8. Reduction in motivation
A reduction in motivation is a key sign of over training. Overtraining will lead to a suppressed immune system, injury, loss if interest in your task, reduced energy, and eventually an early exit from your chosen activity. If you find yourself lacking motivation, it is time to take stock of where you are at, take a break, try something new, reaffirm your goals, and get back on track when you are ready. Don’t plunder along at half pace hoping it will sort itself out. Variety is the spice of life and a bit of variation in training will bring you along.

9. Loss of good posture
If you notice poor posture habits slipping in, take this as a sign that your body has not even got enough energy to hold itself upright! If you cannot carry yourself, not only will your performance fall like a led balloon, but your movement mechanics will be greatly compromised, and you can ring ahead to the MRI centre even before your injury happens. The big giveaways here are an anterior pelvic tilt (bum sticking out and belly sticking out at front), and slouched shoulders. If you find yourself in this position, its time to tone down the hard sessions, and concentrate on the core work, diet, and mobility work.

10. Messy bedroom
Finally, this one is more important than it may seem. If your bedroom (or living room, kitchen ect) are a mess, first of all take the time to clean it up, but also take it as a sign that things are getting too busy in your life. If you are so busy that you are neglecting to keep a room where you spend 8-10 hours of every day in good condition, you are more than likely rushing from appointment to appointment, over working, over training and not leaving enough time to relax and look after yourself. In addition, remember that a clean room is a clean mind. If you are living amongst the clutter, more thank likely, this is a reflection of what’s going on in your mind. This will eventually lead to a breakdown down the line so get the hoover out and get the laundry done!

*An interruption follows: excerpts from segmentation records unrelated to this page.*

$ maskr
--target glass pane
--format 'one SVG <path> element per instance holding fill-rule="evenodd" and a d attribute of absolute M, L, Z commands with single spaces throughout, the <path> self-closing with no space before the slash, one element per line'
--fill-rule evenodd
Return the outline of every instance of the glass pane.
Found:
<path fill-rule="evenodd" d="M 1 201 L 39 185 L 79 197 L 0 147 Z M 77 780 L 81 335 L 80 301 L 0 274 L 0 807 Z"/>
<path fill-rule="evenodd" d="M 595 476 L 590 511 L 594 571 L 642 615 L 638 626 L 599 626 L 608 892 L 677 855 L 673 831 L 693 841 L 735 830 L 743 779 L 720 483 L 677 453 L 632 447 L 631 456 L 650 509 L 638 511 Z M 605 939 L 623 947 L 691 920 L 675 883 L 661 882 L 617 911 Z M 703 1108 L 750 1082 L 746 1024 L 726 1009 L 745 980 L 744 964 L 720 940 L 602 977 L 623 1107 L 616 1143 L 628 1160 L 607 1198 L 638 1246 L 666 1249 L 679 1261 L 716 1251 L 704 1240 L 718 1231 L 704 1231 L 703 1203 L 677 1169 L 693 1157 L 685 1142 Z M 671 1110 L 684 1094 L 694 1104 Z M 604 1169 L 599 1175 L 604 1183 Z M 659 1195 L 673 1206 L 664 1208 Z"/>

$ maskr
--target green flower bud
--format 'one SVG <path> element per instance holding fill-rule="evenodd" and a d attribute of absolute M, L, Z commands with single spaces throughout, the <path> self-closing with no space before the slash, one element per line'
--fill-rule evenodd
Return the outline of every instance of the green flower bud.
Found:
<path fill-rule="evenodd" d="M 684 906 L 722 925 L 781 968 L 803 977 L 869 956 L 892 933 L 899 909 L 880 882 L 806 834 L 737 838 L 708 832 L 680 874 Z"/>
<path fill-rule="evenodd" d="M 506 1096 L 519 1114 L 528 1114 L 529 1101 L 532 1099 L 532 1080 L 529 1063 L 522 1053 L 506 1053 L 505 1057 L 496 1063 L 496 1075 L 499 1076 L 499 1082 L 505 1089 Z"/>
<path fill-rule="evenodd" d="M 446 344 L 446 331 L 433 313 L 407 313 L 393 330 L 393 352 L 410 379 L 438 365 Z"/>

That’s it. 10 warning signs that something is not right. This list is not exhaustive, and in not universal, but will give you an idea of when a change is needed in your routine. If you have any more to add, leave a comment below. When you address some of the issues above, remember what brought on the warning sign in the first place. Then when you return to full activity, do so knowing what is beneficial and what will lead you down the path of an injury. You will know how many weeks you can train for, and become more aware of when a recovery period is needed. This will give you a more fulfilling journey to your goal, and will reduce the potential of a heartbreaking injury, and time sapping illness, and a disastrous drop out from your activity by many times over.